Yokohama is Japan's second-largest city, a status that it wears with the confidence of a place that helped invent modern Japan. When Commodore Perry's Black Ships forced Japan's ports open in the 1850s, it was Yokohama, then a fishing village, that became the country's first treaty port in 1859. Foreign merchants, diplomats, and their cultures poured through this gateway, and Yokohama absorbed them all. The city's DNA is cosmopolitan in a way that even Tokyo, for all its international surface, cannot quite match. This is where Western brewing, bread-making, and journalism entered Japan. This is where the first railway terminus was built, the first gas lamps were lit, and the first international rugby match was played.
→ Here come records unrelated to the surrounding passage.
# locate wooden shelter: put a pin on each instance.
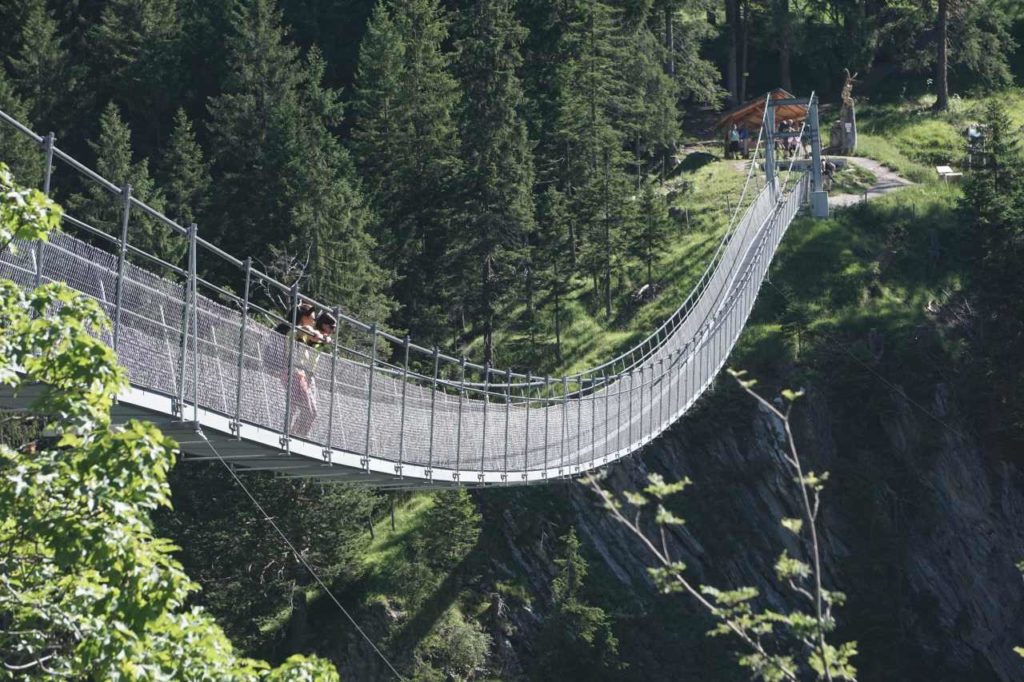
(749, 116)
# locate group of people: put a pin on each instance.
(787, 140)
(311, 331)
(788, 144)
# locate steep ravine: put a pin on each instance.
(922, 530)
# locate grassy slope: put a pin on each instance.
(869, 267)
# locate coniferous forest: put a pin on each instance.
(535, 183)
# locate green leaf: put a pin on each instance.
(793, 524)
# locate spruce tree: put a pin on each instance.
(137, 51)
(551, 260)
(42, 69)
(20, 155)
(651, 230)
(407, 143)
(184, 175)
(254, 131)
(499, 170)
(102, 210)
(577, 641)
(330, 214)
(592, 130)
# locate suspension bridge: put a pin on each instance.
(206, 365)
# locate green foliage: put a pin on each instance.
(499, 172)
(455, 649)
(43, 71)
(104, 211)
(184, 177)
(407, 140)
(25, 214)
(87, 590)
(577, 639)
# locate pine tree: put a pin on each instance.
(254, 131)
(289, 188)
(591, 131)
(577, 641)
(42, 70)
(651, 230)
(407, 144)
(499, 170)
(102, 210)
(450, 530)
(136, 44)
(184, 175)
(331, 214)
(552, 259)
(20, 155)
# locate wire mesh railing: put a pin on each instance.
(428, 415)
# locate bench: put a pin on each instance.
(947, 173)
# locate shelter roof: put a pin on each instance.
(749, 115)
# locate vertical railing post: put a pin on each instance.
(660, 393)
(629, 427)
(525, 448)
(433, 405)
(122, 252)
(579, 449)
(334, 381)
(242, 347)
(770, 170)
(458, 432)
(607, 421)
(508, 415)
(486, 399)
(547, 406)
(370, 393)
(194, 278)
(292, 338)
(564, 435)
(47, 174)
(401, 422)
(185, 324)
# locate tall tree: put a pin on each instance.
(407, 142)
(102, 210)
(136, 46)
(15, 150)
(499, 171)
(42, 70)
(651, 231)
(184, 175)
(551, 259)
(942, 55)
(577, 641)
(330, 215)
(253, 128)
(591, 132)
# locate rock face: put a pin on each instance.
(922, 529)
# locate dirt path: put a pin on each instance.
(886, 180)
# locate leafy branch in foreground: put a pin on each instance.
(87, 591)
(776, 645)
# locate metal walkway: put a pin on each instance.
(389, 413)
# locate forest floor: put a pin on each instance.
(884, 180)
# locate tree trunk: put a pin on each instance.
(670, 39)
(744, 32)
(298, 624)
(487, 312)
(785, 47)
(558, 326)
(942, 56)
(730, 71)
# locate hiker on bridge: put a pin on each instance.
(307, 338)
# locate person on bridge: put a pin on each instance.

The waterfront tells this story architecturally. The red-brick warehouses of Aka Renga Soko, built during the Meiji era, have been converted into shops and event spaces that honor their industrial heritage. The Yamashita Park promenade extends along the harbor past the art deco facade of the Hotel New Grand, where MacArthur stayed during the occupation. The recently developed Minato Mirai district, with its Landmark Tower and ferris wheel, adds a contemporary chapter to the waterfront narrative.

Yokohama Chinatown, the largest in Japan at over 500 shops and restaurants packed into a few dense blocks, is not a museum piece but a living commercial district where four generations of Chinese-Japanese families maintain culinary traditions that span Cantonese, Shanghainese, Sichuan, and Beijing cuisines. The sensory density of its narrow streets, layered with the smells of steaming baozi, the sounds of Mandarin and Cantonese, and the visual intensity of red lanterns and gilded gates, is unmatched outside China itself.

Yokohama is Japan's second-largest city, a status that it wears with the confidence of a place that helped invent modern Japan.

Sankeien Garden is Yokohama's most refined attraction and one of the great gardens of eastern Japan. Built by the silk magnate Hara Tomitaro in 1906, it gathers seventeen historic structures from across Japan, including a three-story pagoda from Kyoto and tea houses from Kamakura, into a landscape of ponds, streams, and meticulously maintained plantings. The garden's spring cherry blossoms, summer lotus, autumn foliage, and winter plum blossoms provide year-round seasonal beauty. The integration of nationally significant architecture into a single, cohesive landscape reflects Hara's vision of preserving Japan's cultural heritage through creative recontextualization.

Yokohama Chinatown rewards the appetite and the curious. The main street's larger restaurants serve elaborate banquets, but the real discoveries are in the side alleys: hand-pulled noodle shops, Shanghainese soup dumpling specialists, and bakeries producing Chinese-style pastries that have adapted to Japanese tastes over generations. The Kanteibyo temple, a Guan Yu shrine of extraordinary ornamental density, anchors the district spiritually.

The Cup Noodles Museum, an interactive experience tracing the invention of instant ramen by Ando Momofuku in 1958, is more thoughtful than its name suggests, exploring the relationship between creativity, necessity, and industrial food production with genuine wit.

Yokohama

Yokohama's culinary identity is defined by plurality. Chinatown alone could sustain weeks of eating without repetition, from the elaborate Cantonese dim sum at Heichinrou, Japan's oldest Chinese restaurant, to the casual nikuman steamed buns sold from street-front windows. The city claims parentage of several Japanese food innovations: the Naporitan spaghetti, a ketchup-based pasta dish invented at the Hotel New Grand, and sanma-men ramen, a sesame-soy noodle soup particular to Yokohama.

The waterfront district has developed a sophisticated dining scene that draws on the city's international heritage. Craft beer has flourished, with several breweries continuing the tradition begun by the first Western brewers in the treaty port era. The Noge district, a slightly worn entertainment quarter beneath the elevated highway, preserves an old-school izakaya culture that offers authentic atmosphere at accessible prices.